Io sono nata a Gosaldo. Le mie sorelle sono nate qui. I miei genitori erano di qui. E pure i miei nonni. Ecco perché sento che questo posto mi appartiene nel profondo e – forse soprattutto – io sento di appartenere a questo luogo.

Dalla finestra del bagno osservo la Croda Granda, il Sass d’Ortiga e la Cima d’Oltro delle Pale di San Martino, da quella del salotto, se scosto le tendine, vedo la valle, verdissima in questa stagione. Se sapessi disegnare, credo che riuscirei a ripercorrere con il pennello tutti gli spigoli, le sinuosità e le verticalità di questo luogo.

Eppure mi sono accorta che c’è ancora tanto che non conosco.

Perché gli incontri belli con le persone belle hanno questo potere di aprirti mondi nei quali, prima d’allora, non avevi mai messo piede.

Cosa c’è oltre ai prati? Oltre alle rocce? Cosa c’è lassù?

È stato l’incontro fortunato con Luca Zanchetta di TS Italia Astronomy e con Aron Lazzaro, Guida Ambientale Escursionistica, che mi ha permesso di alzare ancora di più lo sguardo… verso il cielo.

Non che prima non l’avessi mai guardato, sia chiaro!
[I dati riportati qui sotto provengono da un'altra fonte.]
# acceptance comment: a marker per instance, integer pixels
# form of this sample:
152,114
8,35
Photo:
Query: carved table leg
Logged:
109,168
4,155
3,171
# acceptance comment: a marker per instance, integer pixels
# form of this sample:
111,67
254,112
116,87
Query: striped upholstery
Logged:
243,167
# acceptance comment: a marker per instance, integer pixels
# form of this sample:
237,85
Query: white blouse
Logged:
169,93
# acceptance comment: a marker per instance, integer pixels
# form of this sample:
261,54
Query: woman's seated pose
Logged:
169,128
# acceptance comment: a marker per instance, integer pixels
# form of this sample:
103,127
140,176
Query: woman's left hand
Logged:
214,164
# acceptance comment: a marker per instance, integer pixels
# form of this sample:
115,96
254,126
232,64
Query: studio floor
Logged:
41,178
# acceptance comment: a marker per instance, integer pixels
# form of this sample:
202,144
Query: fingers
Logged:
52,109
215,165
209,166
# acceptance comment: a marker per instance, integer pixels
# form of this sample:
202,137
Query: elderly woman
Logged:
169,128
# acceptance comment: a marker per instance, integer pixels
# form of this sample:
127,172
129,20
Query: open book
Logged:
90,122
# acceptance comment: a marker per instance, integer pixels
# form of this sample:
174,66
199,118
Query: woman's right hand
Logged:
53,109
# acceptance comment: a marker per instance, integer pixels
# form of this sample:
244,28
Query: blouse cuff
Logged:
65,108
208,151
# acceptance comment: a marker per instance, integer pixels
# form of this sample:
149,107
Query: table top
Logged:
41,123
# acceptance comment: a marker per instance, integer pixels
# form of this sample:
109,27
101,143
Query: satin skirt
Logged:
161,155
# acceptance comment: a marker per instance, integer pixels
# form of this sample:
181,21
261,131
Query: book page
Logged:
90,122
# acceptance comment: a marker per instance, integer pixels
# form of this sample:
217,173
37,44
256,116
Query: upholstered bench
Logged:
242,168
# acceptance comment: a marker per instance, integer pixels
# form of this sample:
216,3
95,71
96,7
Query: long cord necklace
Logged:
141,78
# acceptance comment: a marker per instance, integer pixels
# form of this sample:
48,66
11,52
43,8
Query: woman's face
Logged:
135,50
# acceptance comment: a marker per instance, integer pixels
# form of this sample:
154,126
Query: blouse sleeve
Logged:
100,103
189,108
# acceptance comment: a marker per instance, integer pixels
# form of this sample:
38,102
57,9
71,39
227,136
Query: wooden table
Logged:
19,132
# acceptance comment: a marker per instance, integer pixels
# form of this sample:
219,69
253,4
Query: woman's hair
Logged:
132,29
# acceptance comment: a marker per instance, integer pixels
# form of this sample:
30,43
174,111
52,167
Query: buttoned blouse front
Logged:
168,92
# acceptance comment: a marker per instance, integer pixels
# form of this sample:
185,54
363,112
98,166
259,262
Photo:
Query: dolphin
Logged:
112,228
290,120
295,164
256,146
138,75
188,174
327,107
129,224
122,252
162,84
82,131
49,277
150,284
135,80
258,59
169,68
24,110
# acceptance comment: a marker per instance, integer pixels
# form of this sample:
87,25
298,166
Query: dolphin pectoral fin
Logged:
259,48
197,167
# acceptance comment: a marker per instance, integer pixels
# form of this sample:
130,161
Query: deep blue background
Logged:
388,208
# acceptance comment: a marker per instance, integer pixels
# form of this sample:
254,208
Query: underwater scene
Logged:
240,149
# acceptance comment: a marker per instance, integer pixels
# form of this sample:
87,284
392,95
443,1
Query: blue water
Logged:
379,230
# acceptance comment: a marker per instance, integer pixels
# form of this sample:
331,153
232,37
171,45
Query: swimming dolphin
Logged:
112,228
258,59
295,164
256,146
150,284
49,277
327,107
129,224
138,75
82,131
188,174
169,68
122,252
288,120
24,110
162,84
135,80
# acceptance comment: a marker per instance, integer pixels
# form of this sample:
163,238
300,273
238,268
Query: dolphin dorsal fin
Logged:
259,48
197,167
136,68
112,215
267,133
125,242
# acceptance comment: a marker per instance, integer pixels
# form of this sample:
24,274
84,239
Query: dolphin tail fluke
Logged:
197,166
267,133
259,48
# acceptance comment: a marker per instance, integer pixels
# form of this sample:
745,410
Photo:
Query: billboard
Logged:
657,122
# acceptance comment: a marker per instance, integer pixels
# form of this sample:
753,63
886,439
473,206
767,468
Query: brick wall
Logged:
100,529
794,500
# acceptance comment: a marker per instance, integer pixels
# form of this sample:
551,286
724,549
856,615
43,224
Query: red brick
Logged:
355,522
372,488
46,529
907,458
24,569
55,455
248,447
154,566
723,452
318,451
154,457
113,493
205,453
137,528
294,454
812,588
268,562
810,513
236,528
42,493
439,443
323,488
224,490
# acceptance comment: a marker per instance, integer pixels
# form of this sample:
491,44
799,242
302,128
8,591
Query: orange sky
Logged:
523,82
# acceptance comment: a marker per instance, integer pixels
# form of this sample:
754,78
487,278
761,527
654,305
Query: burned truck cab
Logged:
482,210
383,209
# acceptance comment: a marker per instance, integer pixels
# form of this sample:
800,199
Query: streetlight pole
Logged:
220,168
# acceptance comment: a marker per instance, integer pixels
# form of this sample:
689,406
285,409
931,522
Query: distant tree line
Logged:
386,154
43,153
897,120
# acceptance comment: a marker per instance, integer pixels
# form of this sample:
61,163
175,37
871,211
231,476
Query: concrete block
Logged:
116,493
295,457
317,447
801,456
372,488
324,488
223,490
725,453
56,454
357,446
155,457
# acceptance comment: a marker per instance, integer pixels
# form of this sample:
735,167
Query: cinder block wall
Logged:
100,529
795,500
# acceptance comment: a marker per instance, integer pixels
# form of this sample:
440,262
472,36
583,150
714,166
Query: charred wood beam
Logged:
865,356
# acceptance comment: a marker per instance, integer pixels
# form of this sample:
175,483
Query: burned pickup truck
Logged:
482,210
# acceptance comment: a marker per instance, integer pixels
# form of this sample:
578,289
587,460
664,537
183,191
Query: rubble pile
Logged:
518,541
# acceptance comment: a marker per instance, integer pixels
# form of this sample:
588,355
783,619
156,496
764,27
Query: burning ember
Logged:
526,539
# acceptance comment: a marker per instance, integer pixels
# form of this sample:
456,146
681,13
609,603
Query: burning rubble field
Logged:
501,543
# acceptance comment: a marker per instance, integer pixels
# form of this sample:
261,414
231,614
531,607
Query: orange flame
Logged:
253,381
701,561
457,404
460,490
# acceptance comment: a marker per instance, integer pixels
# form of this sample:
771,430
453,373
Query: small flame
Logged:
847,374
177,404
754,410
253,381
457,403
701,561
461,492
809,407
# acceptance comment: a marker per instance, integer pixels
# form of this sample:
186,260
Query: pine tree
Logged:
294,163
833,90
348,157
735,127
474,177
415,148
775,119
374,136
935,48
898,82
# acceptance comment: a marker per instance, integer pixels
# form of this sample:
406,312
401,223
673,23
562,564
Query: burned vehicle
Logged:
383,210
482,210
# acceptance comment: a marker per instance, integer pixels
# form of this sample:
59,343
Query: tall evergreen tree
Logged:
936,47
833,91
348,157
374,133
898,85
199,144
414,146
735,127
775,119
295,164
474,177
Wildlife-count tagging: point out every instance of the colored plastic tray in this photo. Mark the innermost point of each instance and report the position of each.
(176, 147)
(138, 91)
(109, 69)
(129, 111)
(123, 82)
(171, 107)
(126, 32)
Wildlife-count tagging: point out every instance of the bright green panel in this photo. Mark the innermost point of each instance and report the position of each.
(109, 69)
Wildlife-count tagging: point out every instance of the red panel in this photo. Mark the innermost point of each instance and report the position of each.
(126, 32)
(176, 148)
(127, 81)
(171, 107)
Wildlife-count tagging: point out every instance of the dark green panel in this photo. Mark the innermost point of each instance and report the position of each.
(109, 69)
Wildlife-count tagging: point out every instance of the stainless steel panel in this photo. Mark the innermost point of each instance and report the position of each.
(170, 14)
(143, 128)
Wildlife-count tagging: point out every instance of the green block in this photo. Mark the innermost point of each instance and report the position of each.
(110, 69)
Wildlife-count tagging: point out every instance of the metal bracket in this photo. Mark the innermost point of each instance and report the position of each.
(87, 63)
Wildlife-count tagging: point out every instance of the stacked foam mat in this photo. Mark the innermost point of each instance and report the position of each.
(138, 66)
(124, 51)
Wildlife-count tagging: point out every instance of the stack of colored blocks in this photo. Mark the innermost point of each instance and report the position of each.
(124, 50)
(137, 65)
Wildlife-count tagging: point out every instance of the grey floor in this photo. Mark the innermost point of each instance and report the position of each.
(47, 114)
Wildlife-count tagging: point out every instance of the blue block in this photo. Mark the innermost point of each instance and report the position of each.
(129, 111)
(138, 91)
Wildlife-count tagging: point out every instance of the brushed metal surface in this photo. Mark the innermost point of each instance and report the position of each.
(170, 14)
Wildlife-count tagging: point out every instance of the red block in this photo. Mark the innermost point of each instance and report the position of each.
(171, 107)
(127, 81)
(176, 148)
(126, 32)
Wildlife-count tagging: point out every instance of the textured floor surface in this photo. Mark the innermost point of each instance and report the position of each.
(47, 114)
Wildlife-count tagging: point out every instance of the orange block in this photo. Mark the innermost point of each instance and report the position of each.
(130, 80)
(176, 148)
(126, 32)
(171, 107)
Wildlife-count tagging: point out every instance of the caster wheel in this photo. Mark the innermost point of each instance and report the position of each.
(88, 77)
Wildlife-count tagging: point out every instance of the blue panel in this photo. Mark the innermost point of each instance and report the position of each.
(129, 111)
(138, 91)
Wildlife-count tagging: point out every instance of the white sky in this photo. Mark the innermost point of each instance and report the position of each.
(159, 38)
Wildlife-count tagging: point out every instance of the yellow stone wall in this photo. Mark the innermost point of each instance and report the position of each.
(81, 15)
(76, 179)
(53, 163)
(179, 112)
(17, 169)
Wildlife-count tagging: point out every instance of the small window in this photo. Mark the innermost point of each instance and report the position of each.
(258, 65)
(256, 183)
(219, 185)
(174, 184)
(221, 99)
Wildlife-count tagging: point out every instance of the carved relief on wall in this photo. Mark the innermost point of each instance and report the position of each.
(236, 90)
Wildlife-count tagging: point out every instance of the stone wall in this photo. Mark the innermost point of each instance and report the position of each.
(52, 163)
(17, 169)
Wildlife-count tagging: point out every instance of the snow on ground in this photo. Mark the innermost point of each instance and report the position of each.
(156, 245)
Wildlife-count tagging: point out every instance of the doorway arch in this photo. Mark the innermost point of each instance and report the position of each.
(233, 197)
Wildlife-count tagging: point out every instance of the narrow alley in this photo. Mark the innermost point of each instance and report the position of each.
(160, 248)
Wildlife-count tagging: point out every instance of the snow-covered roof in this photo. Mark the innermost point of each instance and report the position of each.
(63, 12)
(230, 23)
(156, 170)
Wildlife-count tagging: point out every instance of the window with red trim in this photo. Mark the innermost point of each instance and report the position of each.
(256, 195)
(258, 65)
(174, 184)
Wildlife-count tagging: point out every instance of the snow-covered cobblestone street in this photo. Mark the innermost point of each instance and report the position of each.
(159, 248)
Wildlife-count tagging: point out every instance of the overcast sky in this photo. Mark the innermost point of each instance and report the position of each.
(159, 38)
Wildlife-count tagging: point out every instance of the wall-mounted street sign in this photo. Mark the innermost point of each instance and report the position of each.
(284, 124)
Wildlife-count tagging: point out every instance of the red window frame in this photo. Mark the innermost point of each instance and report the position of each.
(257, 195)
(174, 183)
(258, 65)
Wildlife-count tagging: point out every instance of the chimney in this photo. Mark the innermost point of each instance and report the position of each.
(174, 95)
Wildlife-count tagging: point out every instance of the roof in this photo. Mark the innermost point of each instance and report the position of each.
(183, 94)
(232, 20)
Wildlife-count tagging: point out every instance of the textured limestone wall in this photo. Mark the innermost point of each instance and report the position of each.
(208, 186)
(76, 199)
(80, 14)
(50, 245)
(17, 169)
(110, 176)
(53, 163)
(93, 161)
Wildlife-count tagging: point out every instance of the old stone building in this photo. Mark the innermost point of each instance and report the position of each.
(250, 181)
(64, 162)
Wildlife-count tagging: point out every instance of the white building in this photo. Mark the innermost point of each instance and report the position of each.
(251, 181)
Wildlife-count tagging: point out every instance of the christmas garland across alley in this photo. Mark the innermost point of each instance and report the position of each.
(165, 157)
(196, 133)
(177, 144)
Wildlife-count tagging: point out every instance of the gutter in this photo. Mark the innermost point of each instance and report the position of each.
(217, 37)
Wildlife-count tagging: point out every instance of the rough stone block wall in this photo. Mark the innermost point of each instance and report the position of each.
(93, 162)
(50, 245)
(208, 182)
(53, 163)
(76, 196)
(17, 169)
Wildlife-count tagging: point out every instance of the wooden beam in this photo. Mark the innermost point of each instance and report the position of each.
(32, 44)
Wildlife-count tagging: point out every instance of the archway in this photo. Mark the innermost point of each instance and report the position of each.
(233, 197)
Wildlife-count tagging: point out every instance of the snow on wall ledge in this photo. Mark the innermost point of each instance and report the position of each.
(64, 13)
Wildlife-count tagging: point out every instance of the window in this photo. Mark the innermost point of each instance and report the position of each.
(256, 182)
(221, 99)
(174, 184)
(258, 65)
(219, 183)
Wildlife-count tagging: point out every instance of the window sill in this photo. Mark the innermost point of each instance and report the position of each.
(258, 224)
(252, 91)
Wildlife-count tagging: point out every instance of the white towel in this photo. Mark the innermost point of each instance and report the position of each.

Ogni giorno metto il naso fuori dalla finestra per vedere che tempo fa, d’estate adoro fare falò in giardino con i miei ospiti a guardare le stelle, ma mi rendo conto solo ora di quanto non avessi mai veramente osservato il cielo.

L’escursione astronomica nell’appartata Val delle Moneghe mi ha stregata (d’altronde qui le leggende si sprecano) con i racconti su minerali, flora, fauna e storie locale di Aron, che è riuscito ad intrecciare scienza, cultura e tradizione locale alla maniera dei seggiolai di qui: con mano ferma e sapiente.

Ma è stata soprattutto l’osservazione astronomica a farmi vedere “il mio posto” sotto un occhio diverso. Ecco allora che, grazie alla strumentazione di Luca, ho potuto osservare il sole in tutta sicurezza: pazzesco vedere le macchie solari e i dettagli lunari e stellari con una chiarezza impressionante. Osservare i crateri e i dettagli della superficie lunare così nitidamente è stata un’emozione indescrivibile.

E pensare che tutto questo è sempre stato qui, a portata d’occhio (o meglio, di telescopio).

È per questo che abbiamo voluto inserire questa esperienza astronomica nelle proposte di attività da fare ad Haus Gobbis.

Siamo certe che chiunque ami la natura non possa non restare affascinato dall’osservare le stelle che danzano tra le Dolomiti.